Honestly, my trip to Greece was one of the more glamorous of my travels. Everything was planned out for me. We stayed in beautiful places, ate fresh seafood every night, and wine was always flowing. The one thing I was not prepared for was the weather. This particular week, Greece experienced an extreme heat wave, which was not normal for them. It was well over 100 degrees every day and lugging camera gear around in the heat can really stress your body over the course of two weeks. I had to pack very efficiently every day, keep hydrated, and stretch well every morning and evening.
Share some recommendations for future travelers interested in having a similar experience (places to see, things to do, foods to try, etc.)
If you are traveling to the islands, take a ferry and not a plane. Traveling through the Aegean sea is so beautiful! If you go to any ancient sites, be sure to hire a good, knowledgeable guide to make the most of your visit—my favorites were the Minoan ruins of Knossos on Crete, and Akrotiri on Santorini. If you aren’t a picky eater, try everything, especially moussaka, saganaki, kolokithokeftedes and greek salads. You will see frappes on the menu at every coffee shop or rest station—this is a cold instant coffee drink, so coffee snobs beware! For good photos ops in Mykonos, try getting to Little Venice around 6am while the streets are empty. While in Oia, it is difficult to take a bad photo, but don’t be afraid to get lost while looking for that perfect picturesque rooftop.

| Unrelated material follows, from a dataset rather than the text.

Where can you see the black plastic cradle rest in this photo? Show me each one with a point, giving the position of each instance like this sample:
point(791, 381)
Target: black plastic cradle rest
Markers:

Tell us about your travels to Santorini and Mykonos, and how the islands differ from the mainland.
Many of the young people I met in Greece told me Santorini is the island for lovers, where people go to get away and relax, while Mykonos is where you go to party until the sun rises, which was definitely true. Both of these islands feel like an escape from the real world of the mainland. The sun is always shining and people are just happy. You can see the economic struggle Greece has experienced while on the mainland, but the islands appear to be flourishing.

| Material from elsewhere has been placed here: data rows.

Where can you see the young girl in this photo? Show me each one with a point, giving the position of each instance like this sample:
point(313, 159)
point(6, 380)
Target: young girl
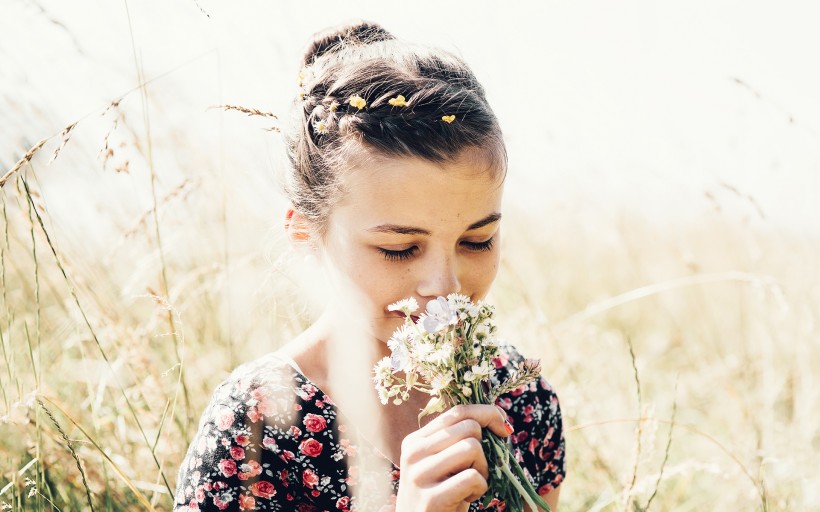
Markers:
point(396, 177)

What is something you can share that people seldom know about Greece?
Nothing crazy comes to mind but I was surprised by a few things. The islands are REALLY expensive despite Greece’s economic struggles, so be prepared to drop some money on accommodations, food and drinks. When visiting the islands, don’t be surprised if you stumble upon a few nude beaches—nudity is acceptable at every beach really. Greek people are incredibly friendly and hospitable, so don’t take that as a sign of someone being disingenuous or too forward. They are usually very authentic and I really appreciated that.
Please share the story behind your favorite image from this trip.
This is by far my favorite image from the trip! We stopped for an hour in Pyrgos in Santorini (definitely worth a visit!). This town sits inland, beautifully perched on a mountaintop. I was wandering up the steep, stone walkways and heard some beautiful greek music. I followed the melodies through a tunnel and gateway to the entrance of a church. These two young men were playing and singing while a group sitting around a dinner table clapped. I thought they were just live entertainment for a restaurant patio, so I stepped through the gates and snapped a few photos. The boys saw me and started grinning. The moment couldn’t have been more perfect, the light was gorgeous, the backdrop was breathtaking, and the subjects were captivating. After I came out of a minor trance, I realized I had very obviously crashed a wedding reception and quickly fled the area out of embarrassment.
What’s next for you?
I am heading to Africa for the first time in November and I’m so anxious and excited! I will be shooting videos with a non-profit called World Relief for two weeks in Rwanda, Malawi and Kenya. After that, I am not sure!